Why SpaceX Still Can’t Join the S&P 500 Despite Its Massive Success

“The S&P 500’s rules remain clear: companies must be publicly traded and profitable before they can be included in the index.”

SpaceX is one of the most valuable companies in the world. It launches rockets, carries astronauts into space, operates the fast-growing Starlink satellite network, and is led by billionaire entrepreneur Elon Musk. Despite all that success, SpaceX still cannot join the prestigious S&P 500.

According to a report by Ars Technica, the company remains ineligible for inclusion in the index because it does not meet one of the most important requirements: it is not publicly traded.

The S&P 500 is widely regarded as the benchmark for the U.S. stock market. It tracks 500 of the largest publicly traded companies in the United States and is used by investors around the world to measure the performance of corporate America. Companies included in the index benefit from increased visibility and often attract billions of dollars in investment from funds that track the S&P 500.

However, getting into the index is not automatic. A company must satisfy several requirements, including having a significant market value, meeting liquidity standards, maintaining a public stock listing, and demonstrating profitability over a specified period.

SpaceX fails one of those key tests because its shares are not traded on public stock exchanges.

The company remains privately held, with ownership concentrated among founders, employees, and private investors. Although investors can buy shares through private funding rounds, ordinary stock market investors cannot purchase SpaceX shares directly on public exchanges.

That single factor prevents the company from being considered for inclusion in the S&P 500 regardless of its valuation. The issue has gained attention as SpaceX’s value continues to climb.

Private market transactions have placed the company’s valuation at hundreds of billions of dollars, making it one of the most valuable private companies in history. Its rapid growth has been driven by several businesses.

The company’s launch services continue to dominate the global commercial space market, while Starlink has become one of the world’s largest satellite internet networks. Together, these operations have transformed SpaceX from an ambitious startup into a global space powerhouse. Yet size alone is not enough.

S&P Dow Jones Indices committee has shown little interest in relaxing its eligibility requirements, even as some investors argue that major private companies should be included due to their economic significance. The report also notes that similar rules continue to affect some artificial intelligence companies.

Several high-profile AI firms have attracted enormous valuations, but many remain unprofitable or privately held. As a result, they also cannot qualify for inclusion in the S&P 500. The committee has maintained that profitability remains a key requirement.

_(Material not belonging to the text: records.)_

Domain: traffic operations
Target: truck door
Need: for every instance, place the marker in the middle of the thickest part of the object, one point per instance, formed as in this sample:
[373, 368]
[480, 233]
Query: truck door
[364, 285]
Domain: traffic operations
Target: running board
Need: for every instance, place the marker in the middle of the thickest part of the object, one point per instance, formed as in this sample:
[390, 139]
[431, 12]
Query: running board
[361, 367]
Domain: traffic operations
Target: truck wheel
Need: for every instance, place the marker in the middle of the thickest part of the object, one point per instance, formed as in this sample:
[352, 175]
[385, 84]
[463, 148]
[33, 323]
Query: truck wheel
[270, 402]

This means that even companies attracting billions of dollars in investment and generating widespread public attention must still demonstrate sustainable earnings before they can enter the index. Supporters of the current system argue that the rules help protect the quality of the benchmark.

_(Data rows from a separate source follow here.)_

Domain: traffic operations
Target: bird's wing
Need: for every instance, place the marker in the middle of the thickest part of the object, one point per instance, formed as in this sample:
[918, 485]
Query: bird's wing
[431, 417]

The S&P 500 is designed to represent established companies with proven business models, not simply firms with high valuations or investor excitement. Requiring profitability helps ensure that companies included in the index have demonstrated an ability to generate earnings over time. Critics, however, argue that the rules may not fully reflect the modern economy.

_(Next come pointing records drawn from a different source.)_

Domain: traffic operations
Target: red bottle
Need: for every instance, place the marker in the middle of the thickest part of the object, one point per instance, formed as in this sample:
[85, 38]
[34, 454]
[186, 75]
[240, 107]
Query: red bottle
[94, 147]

Many technology and AI companies spend years prioritizing growth over profits. During that period, they can become enormously influential while remaining excluded from one of the world’s most important stock market indexes.

SpaceX is perhaps the clearest example of that debate. The company has changed the economics of space launches, developed reusable rockets, built a global satellite internet service, and secured major government contracts. Yet ordinary investors still cannot gain exposure to the company through S&P 500 index funds because it remains private.

For now, there appears to be little chance of that changing. Unless SpaceX decides to launch an initial public offering (IPO) and list its shares on a public exchange, it will remain outside the index regardless of how large it becomes.

The same reality applies to many private AI startups currently attracting billions of dollars in funding. Their valuations may continue to rise, headlines may continue to celebrate their growth, and investors may continue to pour money into them. Yet without meeting the S&P 500’s requirements, they will remain on the outside looking in.

The situation highlights an interesting reality in today’s business world. A company can be one of the most influential businesses on the planet, worth hundreds of billions of dollars and shaping entire industries, yet still be excluded from one of the most important stock market benchmarks.

For SpaceX, the obstacle is not size, popularity, or innovation. It is simply the fact that the company has chosen to stay private.

Until that changes, one of the world’s most valuable companies will continue watching the S&P 500 from the sidelines.